What is Data Science

Data science is an interdisciplinary field about scientific methods, processes, and systems to extract knowledge or insights from data in either structured or unstructured forms.

From scientific discovery to business intelligence, data science is changing our world. The dissemination of nearly all information in digital form, the proliferation of sensors, breakthroughs in machine learning and visualization, and dramatic improvements in cost, bandwidth, and scalability are combining to create enormous opportunity.

The field also presents enormous challenges, thanks to the relentless increase in the volume, velocity, and variety of information ripe for mining and analysis.

It employs concepts and techniques from mathematics, statistics, information science, and computer science, in particular from machine learning, classification, cluster analysis, data mining, databases, and visualization.

“Data scientist” has become a popular occupation with the Harvard Business Review dubbing it “The Sexiest Job of the 21st Century” and McKinsey & Company projecting a global excess demand of 1.5 million new data scientists.
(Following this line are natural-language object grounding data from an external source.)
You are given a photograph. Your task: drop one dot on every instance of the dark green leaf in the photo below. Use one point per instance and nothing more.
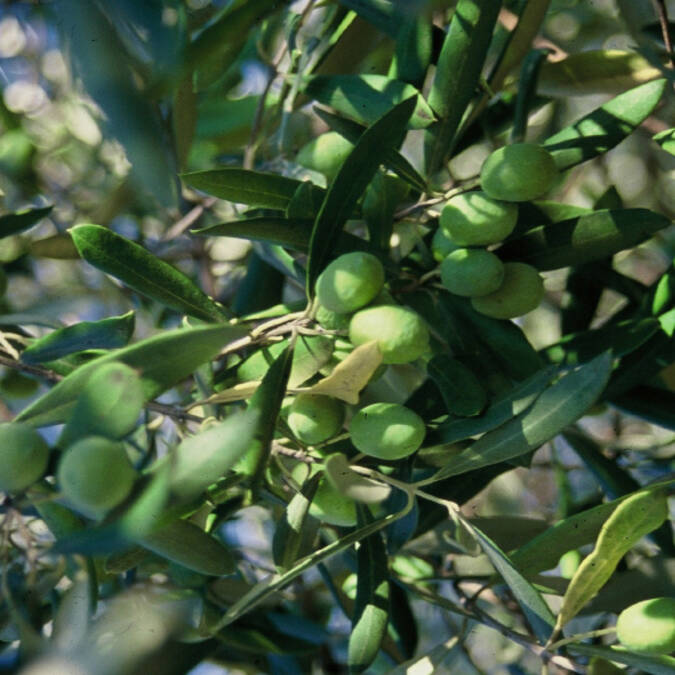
(393, 159)
(461, 390)
(537, 612)
(296, 530)
(266, 402)
(655, 664)
(13, 223)
(622, 338)
(605, 127)
(557, 407)
(350, 182)
(584, 239)
(255, 188)
(108, 333)
(458, 71)
(366, 98)
(181, 541)
(162, 360)
(144, 272)
(292, 234)
(519, 399)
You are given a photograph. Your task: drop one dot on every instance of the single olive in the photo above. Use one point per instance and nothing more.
(23, 456)
(476, 219)
(472, 272)
(350, 282)
(325, 153)
(95, 475)
(521, 291)
(387, 430)
(400, 333)
(315, 418)
(518, 172)
(648, 626)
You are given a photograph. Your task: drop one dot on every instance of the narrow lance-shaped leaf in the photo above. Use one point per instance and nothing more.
(162, 361)
(605, 127)
(366, 98)
(143, 272)
(393, 159)
(13, 223)
(296, 529)
(557, 407)
(350, 182)
(458, 71)
(371, 608)
(243, 186)
(108, 333)
(266, 402)
(537, 612)
(584, 239)
(635, 517)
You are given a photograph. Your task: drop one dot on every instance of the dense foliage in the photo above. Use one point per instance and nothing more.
(336, 336)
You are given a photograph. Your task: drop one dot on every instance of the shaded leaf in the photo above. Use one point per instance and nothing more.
(366, 98)
(108, 333)
(584, 239)
(457, 73)
(558, 406)
(595, 71)
(351, 375)
(162, 360)
(604, 127)
(13, 223)
(349, 184)
(638, 515)
(242, 186)
(143, 272)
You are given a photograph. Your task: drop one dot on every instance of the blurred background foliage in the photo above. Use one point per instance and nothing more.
(97, 118)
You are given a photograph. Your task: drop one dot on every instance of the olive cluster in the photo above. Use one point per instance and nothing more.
(472, 221)
(351, 297)
(93, 471)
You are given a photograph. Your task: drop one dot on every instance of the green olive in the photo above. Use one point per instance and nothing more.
(315, 418)
(387, 430)
(518, 172)
(401, 333)
(23, 456)
(325, 153)
(472, 272)
(521, 291)
(648, 626)
(476, 219)
(441, 245)
(95, 475)
(350, 282)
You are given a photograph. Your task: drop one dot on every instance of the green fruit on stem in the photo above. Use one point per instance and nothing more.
(521, 291)
(23, 456)
(401, 334)
(350, 282)
(325, 153)
(315, 418)
(95, 475)
(387, 430)
(442, 245)
(518, 172)
(648, 626)
(472, 272)
(332, 320)
(476, 219)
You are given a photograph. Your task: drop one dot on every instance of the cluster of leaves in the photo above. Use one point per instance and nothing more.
(436, 79)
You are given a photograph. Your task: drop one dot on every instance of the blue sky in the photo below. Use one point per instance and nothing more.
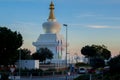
(89, 21)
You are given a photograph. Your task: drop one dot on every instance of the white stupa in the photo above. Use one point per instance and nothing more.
(51, 39)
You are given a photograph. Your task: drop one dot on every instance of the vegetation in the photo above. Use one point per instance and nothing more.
(25, 54)
(43, 54)
(10, 41)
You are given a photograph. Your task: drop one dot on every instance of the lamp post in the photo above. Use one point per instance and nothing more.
(19, 61)
(66, 46)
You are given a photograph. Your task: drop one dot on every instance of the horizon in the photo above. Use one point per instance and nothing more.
(89, 22)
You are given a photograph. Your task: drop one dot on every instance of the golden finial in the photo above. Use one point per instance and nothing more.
(51, 15)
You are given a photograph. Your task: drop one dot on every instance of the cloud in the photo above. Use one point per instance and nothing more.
(98, 26)
(98, 16)
(95, 26)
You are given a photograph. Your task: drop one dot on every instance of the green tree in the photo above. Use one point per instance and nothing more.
(96, 54)
(24, 53)
(42, 54)
(10, 41)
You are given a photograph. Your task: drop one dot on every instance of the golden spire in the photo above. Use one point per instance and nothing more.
(51, 15)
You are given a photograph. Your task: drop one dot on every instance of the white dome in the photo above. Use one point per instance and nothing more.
(51, 27)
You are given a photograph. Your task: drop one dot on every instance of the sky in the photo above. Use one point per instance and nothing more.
(89, 21)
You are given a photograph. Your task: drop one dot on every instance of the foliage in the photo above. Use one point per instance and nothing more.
(96, 55)
(10, 41)
(88, 51)
(114, 64)
(96, 51)
(97, 62)
(25, 54)
(42, 54)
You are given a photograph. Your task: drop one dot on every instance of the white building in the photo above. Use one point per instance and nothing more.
(51, 39)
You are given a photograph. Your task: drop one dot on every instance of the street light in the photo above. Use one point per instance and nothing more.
(20, 61)
(66, 45)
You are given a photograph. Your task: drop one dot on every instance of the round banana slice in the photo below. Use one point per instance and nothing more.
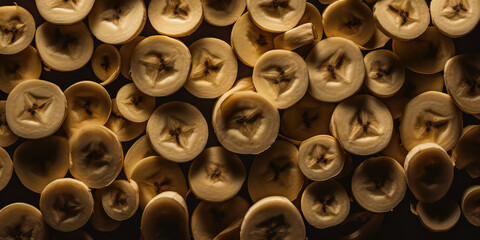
(402, 19)
(155, 175)
(17, 27)
(64, 48)
(117, 22)
(214, 68)
(281, 76)
(66, 204)
(275, 15)
(272, 218)
(455, 18)
(96, 156)
(35, 109)
(175, 18)
(431, 117)
(160, 65)
(275, 172)
(177, 131)
(429, 172)
(22, 221)
(336, 69)
(362, 124)
(250, 42)
(385, 73)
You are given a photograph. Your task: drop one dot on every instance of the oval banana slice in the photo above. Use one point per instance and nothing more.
(35, 109)
(325, 204)
(66, 204)
(429, 172)
(272, 218)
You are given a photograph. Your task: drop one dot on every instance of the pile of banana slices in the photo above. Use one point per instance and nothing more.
(270, 120)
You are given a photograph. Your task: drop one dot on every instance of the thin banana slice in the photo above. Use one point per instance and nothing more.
(429, 172)
(175, 18)
(35, 109)
(325, 204)
(117, 22)
(22, 221)
(96, 156)
(64, 48)
(336, 69)
(402, 19)
(160, 65)
(66, 204)
(275, 172)
(431, 117)
(214, 68)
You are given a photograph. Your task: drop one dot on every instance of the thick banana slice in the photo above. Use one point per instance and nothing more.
(22, 221)
(64, 48)
(362, 124)
(455, 18)
(96, 156)
(429, 172)
(214, 68)
(431, 117)
(117, 22)
(275, 172)
(66, 204)
(35, 109)
(175, 18)
(160, 65)
(336, 69)
(385, 73)
(402, 19)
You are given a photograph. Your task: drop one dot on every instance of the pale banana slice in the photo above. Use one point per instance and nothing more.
(160, 65)
(66, 204)
(175, 18)
(117, 22)
(275, 172)
(455, 18)
(336, 69)
(362, 124)
(429, 172)
(35, 109)
(273, 218)
(431, 117)
(214, 68)
(96, 156)
(64, 48)
(22, 221)
(402, 19)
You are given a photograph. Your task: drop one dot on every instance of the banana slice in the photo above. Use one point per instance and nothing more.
(325, 204)
(431, 117)
(429, 172)
(66, 204)
(96, 156)
(402, 19)
(155, 175)
(455, 18)
(175, 18)
(22, 221)
(64, 48)
(214, 68)
(17, 29)
(275, 172)
(336, 69)
(272, 218)
(35, 109)
(160, 65)
(117, 22)
(385, 73)
(362, 124)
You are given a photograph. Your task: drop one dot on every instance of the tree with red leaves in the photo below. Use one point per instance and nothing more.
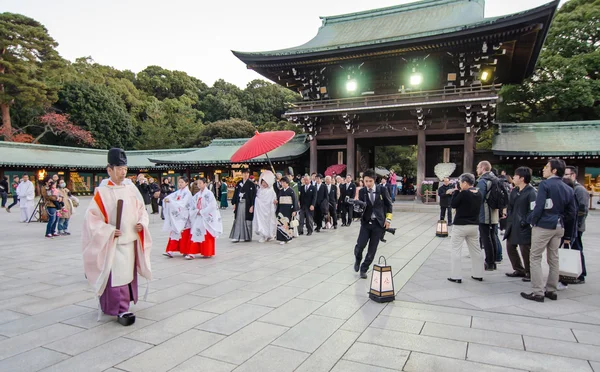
(57, 124)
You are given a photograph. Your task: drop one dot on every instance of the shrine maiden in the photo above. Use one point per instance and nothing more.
(206, 221)
(116, 242)
(177, 218)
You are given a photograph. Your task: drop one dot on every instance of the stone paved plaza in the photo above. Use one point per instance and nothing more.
(299, 307)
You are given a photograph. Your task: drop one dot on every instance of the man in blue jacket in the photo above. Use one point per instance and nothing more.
(552, 219)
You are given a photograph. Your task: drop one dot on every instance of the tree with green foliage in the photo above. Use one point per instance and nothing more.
(566, 83)
(98, 110)
(230, 128)
(28, 61)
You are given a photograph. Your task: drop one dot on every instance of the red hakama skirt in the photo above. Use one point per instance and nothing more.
(206, 248)
(181, 245)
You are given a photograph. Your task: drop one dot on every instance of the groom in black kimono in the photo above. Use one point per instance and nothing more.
(243, 208)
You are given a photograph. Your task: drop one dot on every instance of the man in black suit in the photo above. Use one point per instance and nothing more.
(308, 200)
(322, 205)
(351, 193)
(341, 210)
(331, 200)
(375, 219)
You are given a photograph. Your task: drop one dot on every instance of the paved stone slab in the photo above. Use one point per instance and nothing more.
(201, 364)
(32, 360)
(163, 330)
(419, 362)
(273, 358)
(234, 319)
(327, 355)
(377, 355)
(407, 341)
(292, 312)
(172, 352)
(309, 334)
(102, 357)
(525, 360)
(246, 342)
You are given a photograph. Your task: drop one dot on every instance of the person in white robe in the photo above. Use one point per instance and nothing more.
(265, 204)
(177, 218)
(206, 221)
(26, 194)
(116, 242)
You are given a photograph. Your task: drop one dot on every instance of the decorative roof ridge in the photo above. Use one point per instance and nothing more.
(394, 9)
(38, 146)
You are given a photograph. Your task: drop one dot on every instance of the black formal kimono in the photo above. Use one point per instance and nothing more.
(349, 208)
(377, 211)
(308, 199)
(243, 200)
(321, 206)
(286, 205)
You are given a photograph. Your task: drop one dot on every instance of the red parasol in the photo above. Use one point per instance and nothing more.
(336, 168)
(261, 144)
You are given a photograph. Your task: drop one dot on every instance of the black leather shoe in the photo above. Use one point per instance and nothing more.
(532, 297)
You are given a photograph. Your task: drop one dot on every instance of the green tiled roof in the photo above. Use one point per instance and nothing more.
(221, 150)
(30, 155)
(397, 23)
(575, 138)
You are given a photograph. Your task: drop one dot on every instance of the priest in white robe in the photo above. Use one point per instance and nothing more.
(265, 204)
(26, 194)
(116, 242)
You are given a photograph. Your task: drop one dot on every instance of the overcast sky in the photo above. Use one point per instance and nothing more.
(195, 36)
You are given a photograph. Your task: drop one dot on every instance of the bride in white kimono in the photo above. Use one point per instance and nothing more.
(206, 221)
(265, 204)
(177, 219)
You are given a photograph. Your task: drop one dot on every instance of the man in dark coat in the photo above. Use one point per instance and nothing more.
(322, 204)
(308, 200)
(375, 219)
(243, 208)
(445, 192)
(350, 193)
(518, 228)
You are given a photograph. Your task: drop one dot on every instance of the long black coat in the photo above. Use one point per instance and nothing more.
(520, 204)
(248, 188)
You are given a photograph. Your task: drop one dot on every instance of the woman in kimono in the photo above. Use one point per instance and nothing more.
(177, 221)
(223, 196)
(265, 223)
(206, 222)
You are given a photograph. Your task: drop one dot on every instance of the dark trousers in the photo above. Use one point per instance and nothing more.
(15, 201)
(154, 203)
(333, 214)
(370, 233)
(306, 216)
(515, 259)
(443, 214)
(319, 217)
(578, 245)
(488, 242)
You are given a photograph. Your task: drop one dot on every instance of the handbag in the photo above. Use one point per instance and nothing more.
(569, 263)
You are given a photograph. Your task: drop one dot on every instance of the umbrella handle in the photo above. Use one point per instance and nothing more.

What do Data Scientists do?

Data scientists use their data and analytical ability to:

  • find and interpret rich data sources
  • manage large amounts of data despite hardware, software, and bandwidth constraints
  • merge data sources
  • ensure consistency of datasets
  • create visualizations to aid in understanding data
  • build mathematical models using the data
  • present and communicate the data insights/findings.

They are often expected to produce answers in days rather than months, work by exploratory analysis and rapid iteration, and to produce and present results with dashboards.

How to Build Your Profile for MS in Data Science?

Thinking for pursuing an MS in Data Science (or, Machine Learning)?

Head to the Home of Data Science and Machine Learning – Kaggle Competition!

Kaggle is a platform for predictive modelling and analytics competitions in which companies and researchers post data and statisticians and data miners compete to produce the best models for predicting and describing the data. This crowdsourcing approach relies on the fact that there are countless strategies that can be applied to any predictive modelling task and it is impossible to know at the outset which technique or analyst will be most effective.

Kagglers come from a wide variety of backgrounds, including fields such as computer science, computer vision, biology, medicine, and even glaciology. It also includes many of the world’s best-known researchers, including members of IBM Watson’s Jeopardy-winning team and the team working on Google’s DeepMind. Many of these researchers publish papers in peer-reviewed journals based on their performance in Kaggle competitions.

How does Kaggle Competitions Works?

  1. Companies and organizations prepares the data and a description of the problem. Kaggle frame the competition, anonymize the data, and integrate the winning model into their operations.
  2. Participants, like you, experiment with different techniques and compete against each other to produce the best models. Work is shared publicly through Kaggle Scripts to achieve a better benchmark and to inspire new ideas. Submissions are made through Scripts or through private manual upload. For most competitions, submissions are scored immediately (based on their predictive accuracy relative to a hidden solution file) and summarized on a live leaderboard.
  3. After the deadline passes, the host company pays the prize money for the winning solution. many companies recruit participants based on their place on the leaderboard, final score, and submitted scripts.
  4. Alongside its public competitions, Kaggle also offers private competitions limited to Kaggle’s top participants.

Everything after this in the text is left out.